Read it all, and tell me what you agree or disagree with.

Quote:
February 6, 2006
A European Awakening Against Islamic Fascism?
By Victor Davis Hanson

Over the last four years Americans have played a sort of parlor game wondering when—or if—the Europeans might awake to the danger of Islamic fascism and choose a more muscular role in the war on terrorism.

But after the acrimony over the invasion of Iraq, Abu Ghraib, and Guantanamo, pessimists scoffed that the Atlantic alliance was essentially over. Only the postmortem was in dispute: did the bad chemistry between the Texan George Bush and the Green European leadership who came of age in the street theater of 1968 explain the falling out?

Or was the return of the old anti-Americanism natural after the end of the Cold War—once American forces were no longer needed for the security of Europe?

Or again, was Europe’s third way a realistic consideration of its own unassimilated and growing Muslim population, at a time of creeping pacifism, and radically scaled down defense budgets after the fall of the Berlin Wall?

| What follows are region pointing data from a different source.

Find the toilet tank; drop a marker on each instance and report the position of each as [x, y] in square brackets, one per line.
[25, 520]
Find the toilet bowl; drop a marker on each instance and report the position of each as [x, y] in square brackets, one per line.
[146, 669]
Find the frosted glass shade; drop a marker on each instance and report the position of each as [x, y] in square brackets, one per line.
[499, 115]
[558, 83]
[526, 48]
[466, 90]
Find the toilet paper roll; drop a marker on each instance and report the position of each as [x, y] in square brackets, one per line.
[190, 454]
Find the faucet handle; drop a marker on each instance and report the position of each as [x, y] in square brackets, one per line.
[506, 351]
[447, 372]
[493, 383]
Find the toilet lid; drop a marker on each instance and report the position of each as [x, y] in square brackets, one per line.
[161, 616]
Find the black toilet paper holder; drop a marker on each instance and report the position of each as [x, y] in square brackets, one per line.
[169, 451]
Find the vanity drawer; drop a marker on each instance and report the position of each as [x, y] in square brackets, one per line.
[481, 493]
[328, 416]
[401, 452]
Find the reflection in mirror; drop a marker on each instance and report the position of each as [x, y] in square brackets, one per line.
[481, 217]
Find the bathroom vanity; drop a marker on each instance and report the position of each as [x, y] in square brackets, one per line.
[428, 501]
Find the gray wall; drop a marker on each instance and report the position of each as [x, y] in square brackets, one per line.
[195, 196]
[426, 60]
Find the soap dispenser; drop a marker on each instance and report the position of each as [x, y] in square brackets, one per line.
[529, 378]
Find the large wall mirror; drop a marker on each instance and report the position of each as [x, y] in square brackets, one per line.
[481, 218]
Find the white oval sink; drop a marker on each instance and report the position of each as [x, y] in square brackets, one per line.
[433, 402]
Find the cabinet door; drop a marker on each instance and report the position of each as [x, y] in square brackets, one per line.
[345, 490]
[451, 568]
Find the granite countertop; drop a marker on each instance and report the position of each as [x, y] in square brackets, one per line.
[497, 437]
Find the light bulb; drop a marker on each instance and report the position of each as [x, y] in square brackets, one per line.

Yet suddenly in 2006, the Europeans seem to have collectively resuscitated. The Madrid bombings, the murder of Theo van Gogh, the London subway attacks, and the French rioting in October and November seem to have prompted at least some Europeans at last to question their once hallowed sense of multiculturalism in which Muslim minorities were not asked to assimilate at home and Islamic terrorists abroad were seen as mere militants or extremists rather than enemies bent on destroying the West.

On January 19, Jacques Chirac warned that his military would use its nuclear forces to target states that sponsored terrorism against France—El Cid braggadocio that made George Bush’s past Wild West lingo like ‘smoke ‘em out’ and ‘dead or alive’ seem Pollyannaish by comparison. Not long after, it was disclosed that the French and the Americans have coordinated their efforts to keep Syria out of Lebanon and to isolate Bashar Assad’s shaky Syrian regime. And in a recent news conference Donald Rumsfeld and the new German defense minister Franz Josef Jung sounded as if they were once more the old allies of the past, fighting shoulder to shoulder against terrorists who would like to do to Berlin what they did to New York.

The once plodding and ineffectual British-French-German diplomatic effort to circumvent Iran’s nuclear program finally reached its predictable dead-end. But instead of the usual backtracking appeasement dressed up in diplomatic doublespeak about “multilateralism” and “dialogue”, the Europeans pointedly warned the Iranians that further enrichment was unacceptable and that the use of force to prevent acquisition of an Iranian bomb could not be ruled out. A Europe that once dismissed as retrograde America’s anti-ballistic missile system may well soon be in range of Iran’s envisioned nuclear-tipped ballistic missiles.

The Dutch suddenly agreed to deploy up to 1,400 troops in the more dangerous regions of southern Afghanistan. That show of fortitude prompted NATO to boast that its European and American forces may soon go on the offensive against many of the most recalcitrant Taliban strongholds.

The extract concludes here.